Krissy Dorn was distraught a few months ago. She had just finished reading Fairfield’s “One Book, One Town,” choice, Jonathan S. Foer’s “ Eating Animals .” The book’s unrelenting look at the meatpacking industry made her committed to doing something to limit the reach of meat —even down to her dog’s food. So she started Do-Goodies, a line of vegan, human-quality dog treats. The products made their debut Saturday at Fairfield’s Earth Day Celebration.

“Dogs are meant to be carnivores, but it’s a treat, not their diet,” Dorn said of her new product. “Anything to reduce factory farming and the environmental impact is in my mind a good thing.”

Dorn’s Do-Goodies were one of more than 100 products exhibited at the town’s annual eco-friendly gathering at Fairfield Warde High School. Along with food from local restaurants, films and panel talks, the fair offered table space to Fairfield area businesses and non-profits that are working to make an environmental impact.

Shoppers will be able to find most of Saturday’s exhibitors on the Website of another new business, Green Towns . Centered in Fairfield, the collection of Websites highlights green initiatives in 15,000 towns across the country.

Deborah Buckley, another pet lover, also set up shop at the Earth Day event. Buckley started her business, Scents of Balance , after one of her dogs was stricken with cancer. Still wanting to let him roam outside but unwilling to expose him to harsh anti-pest chemicals, she did some research into natural essential oils. Now, she sells those remedies for dogs, plus plenty of health products for humans, out of her Bridgeport home.

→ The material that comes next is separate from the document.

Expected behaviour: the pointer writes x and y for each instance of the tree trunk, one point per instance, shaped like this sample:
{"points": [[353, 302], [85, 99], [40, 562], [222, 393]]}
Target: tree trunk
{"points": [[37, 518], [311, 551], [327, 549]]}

Many other ways of living green were displayed at the fair. The new Chevy Volt and Red Dot Limousine’s hybrid cars showed off more energy-efficient modes of transportation. Dan Delventhal and MowGreen demonstrated how lawn care could become more eco-friendly. And Black Rock’s Center for Green Building demonstrated cleaner home construction products, such as paints with no volatile organic compounds, or insulation made from recycled blue jeans.

Said Ahna Johnson of the Center for Green Building. “We’re just trying to do our part for the environment, and everybody’s health.”